AF, atrial fibrillation; GLM, generalised linear model; OLS, ordinary least squares regression.

Figure 3 compares the estimates of AF-related costs from the GLM- and OLS-based two-part models with the estimates for the Swiss-AF patients based on the AF-adjudication algorithm without controls. The estimated AF-related costs were very similar for all three methods, ranging from CHF5187 (OLS-based) to CHF5588 (GLM based), and CHF5679 (adjudication based). AF-related costs from the adjudication algorithm are shown by subgroup, revealing details not available from the regression estimates: AF-treatment costs contributed most to AF-related costs, while the costs of AF-related complications contributed relatively little. Non-AF-related costs induced by diseases other than AF, that is, accrued by the Swiss-AF patients and the controls, were similar across all approaches. They amounted to CHF11 100 (EUR10 091) per year OLS and GLM based, and CHF13 400 (EUR12 182) per year adjudication based.

Estimated non-AF related and AF-related mean annual healthcare costs. Estimates from the GLM-based and OLS-based two part models compared with estimates based on the adjudication algorithm. Notes: An exchange rate of EUR 1.0 = CHF 1.1 can be used to convert the costs into Euros to facilitate comparison with other countries. AF, atrial fibrillation; GLM, generalised linear model; OLS, ordinary least square; TIA, transient ischemic attack.

Cost of illness in Switzerland

Online supplemental figure S3 shows the estimated evolution of AF-related costs at the Swiss national level, in total and in CHF per inhabitant. Since 2000 the increase in costs was faster than the prevalence increase of AF in the population. Estimates amounted to CHF700 million (EUR636 million) in 2019, equivalent to about CHF80 per inhabitant. Male patients contributed 1.5 times more to the costs than female patients due to higher prevalence, and most of the costs were accrued in patients older than 70 years (online supplemental figure S4).

Discussion

This study presents up-to-date evidence of real-world AF-related healthcare costs. To the best of our knowledge, it is the first study comparing AF-related cost estimates using population-based controls with a data-derived bottom-up approach to adjudication of AF costs. We obtained similar results for all estimation methods used: mean annual AF-related costs amounted to CHF5600 (EUR5091); indicating roughly 50% higher direct medical costs of Swiss AF patients compared with the population-based controls. At the national level, AF-related costs amounted to CHF700 million (EUR636 million) in 2019, equivalent to about 1% of Swiss healthcare expenditure.

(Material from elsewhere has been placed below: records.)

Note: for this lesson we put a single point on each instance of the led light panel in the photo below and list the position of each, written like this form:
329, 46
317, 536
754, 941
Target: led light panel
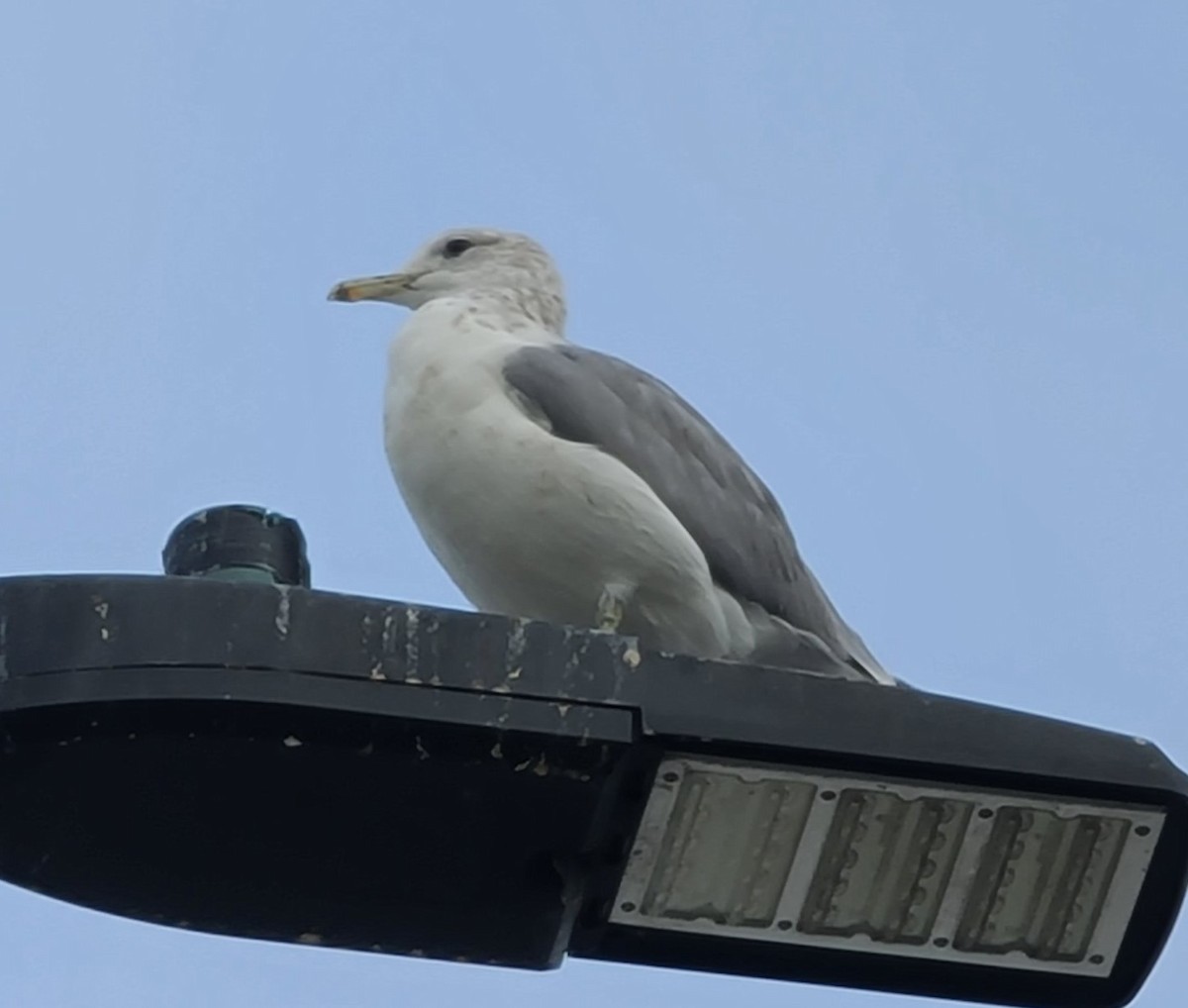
886, 866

Our estimates of AF-related direct medical costs of CHF5600 annually are consistent with previously published estimates, despite notable differences in study designs and data collection approaches. In Europe, annual direct medical cost estimates at the patient level ranged from EUR2315 to EUR3785 (Spain EUR2315 (2006),⁴ Germany EUR2405 (2005),³ Sweden EUR2787 (2006),³ Italy EUR3225 (2006),⁴ France EUR3307 (2004),⁶ Scotland GBP3785 (2015)⁵). After accounting for purchasing power parity (PPP), our estimate for Switzerland is still somewhat higher, but comparable. As Ringborg et al’s study⁴ has shown, differences within Europe are notable even after accounting for PPP, reflecting differences in the healthcare systems of the countries. Moreover, Switzerland is known to have a relatively more expensive healthcare system than other European countries.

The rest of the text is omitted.